In August, the regulator announced it had resolved the temporary radio frequency spectrum assigned to licensees will have to be returned to it by no later than 30 November.
The decision was met with criticism from operators, big business and industry insiders, some of whom felt it was “premature”, considering the country is likely to still be under the National State of Disaster when the emergency spectrum has to be returned.
ICASA issued the spectrum on an emergency basis to help mobile operators cope with high data demand as people worked from home and learners took online classes, to curb the spread of COVID-19.
After the release of the temporary spectrum, mobile operators used it to launch 5G networks in SA’s cities.
Just when it seemed like SA’s journey towards the release of high-demand spectrum was finally moving along, the process was stopped in its tracks by litigation instituted by Telkom, MTN and broadcaster Etv.
After failing to reach an out of court settlement with spectrum litigants, the North Gauteng High Court last month granted an order to review and set aside ICASA’s decision to publish the invitations to apply for both the high-demand spectrum and wholesale open access network.
On 1 October, the regulator revealed its truncated timetable and roadmap for the expedited licensing of the much-needed spectrum, setting a March 2022 deadline for the licensing of the International Mobile Telecommunications spectrum.
The telecoms industry has been waiting with bated breath for the release of spectrum since president Cyril Ramaphosa promised swift action in regards to allocation of high-demand radio spectrum during the 2018 State of the Nation Address.
South Africa’s allocation of spectrum has been up in the air for a number of years, with the last significant spectrum awarded 16 years ago. The last big set of spectrum issued was in the 2.1GHz band, which helped the operators in their 3G network deployment.
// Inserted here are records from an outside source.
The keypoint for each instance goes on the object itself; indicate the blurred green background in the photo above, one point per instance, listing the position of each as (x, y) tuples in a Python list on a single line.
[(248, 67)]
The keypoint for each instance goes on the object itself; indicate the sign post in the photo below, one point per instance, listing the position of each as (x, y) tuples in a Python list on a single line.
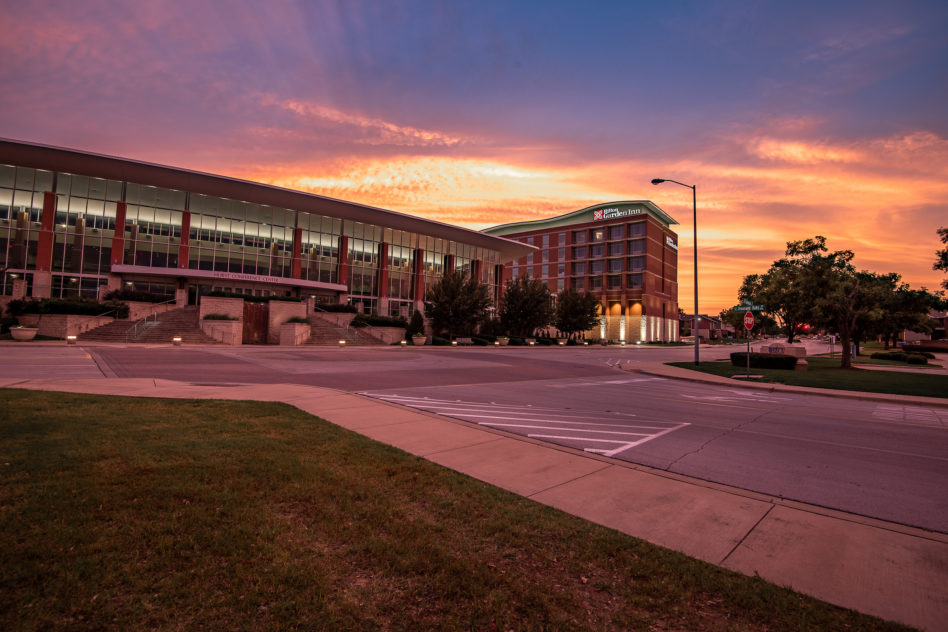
[(748, 325)]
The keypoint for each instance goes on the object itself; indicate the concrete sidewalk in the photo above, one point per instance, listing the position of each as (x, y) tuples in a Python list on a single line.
[(888, 570)]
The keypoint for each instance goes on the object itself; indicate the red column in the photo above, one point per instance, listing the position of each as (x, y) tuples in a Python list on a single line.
[(343, 261), (44, 247), (295, 266), (418, 273), (118, 239), (383, 270), (184, 248)]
Unlike its African counterparts, SA is one of the few countries that have not allocated 4G/LTE spectrum on the continent. This has forced local operators to improvise with spectrum re-farming and carrier aggregation.
For the mobile operators, spectrum allocation will help provide faster and more widespread high-speed data services. It’s expected that the freed-up spectrum will reduce the cost of data and increase access to the internet.
Additionally, for government, a spectrum auction means a boost to the fiscus.
Poor decision beneficiary
Meanwhile, Paul Colmer, exco member of industry body, the Wireless Access Providers Association (WAPA), says its members stand to gain when ICASA reclaims the spectrum.
“Think about it: when ICASA shuts down bandwidth that has helped MTN alone double its data volume since the start of lockdown, the network is going to be so heavily congested it will slow to a crawl.
“Customers will jump ship left, right and centre, but to where? Our members, the wireless internet service providers (WISPs), had to meet the connectivity needs of customers during lockdown, which about doubled since the start of lockdown, with the same networks they had before lockdown started.
“They never got a whole bunch of new spectrum from ICASA, even though we would have benefitted enormously from WiFi 6E spectrum allocations, which we’re currently negotiating for. Our members had to struggle through, like so many South Africans trying to figure out how to simply get the job done.”
According to Colmer, when ICASA sucks back the 5G spectrum it allocated to the mobile networks, effectively scuppering their quality of service and experience, WISPs will be the only way a lot of people are going to be able to keep working, studying and running their businesses effectively.
“Our members stand to benefit from what I feel is, frankly, poor decision-making at ICASA,” he says.
“Yet, even as we engage ICASA on a number of issues, including WiFi 6E, so that we can help owner-operated internet businesses improve the lives of ordinary South Africans in the communities where they live, wireless internet service providers will pick up the slack and keep the digital lights on.”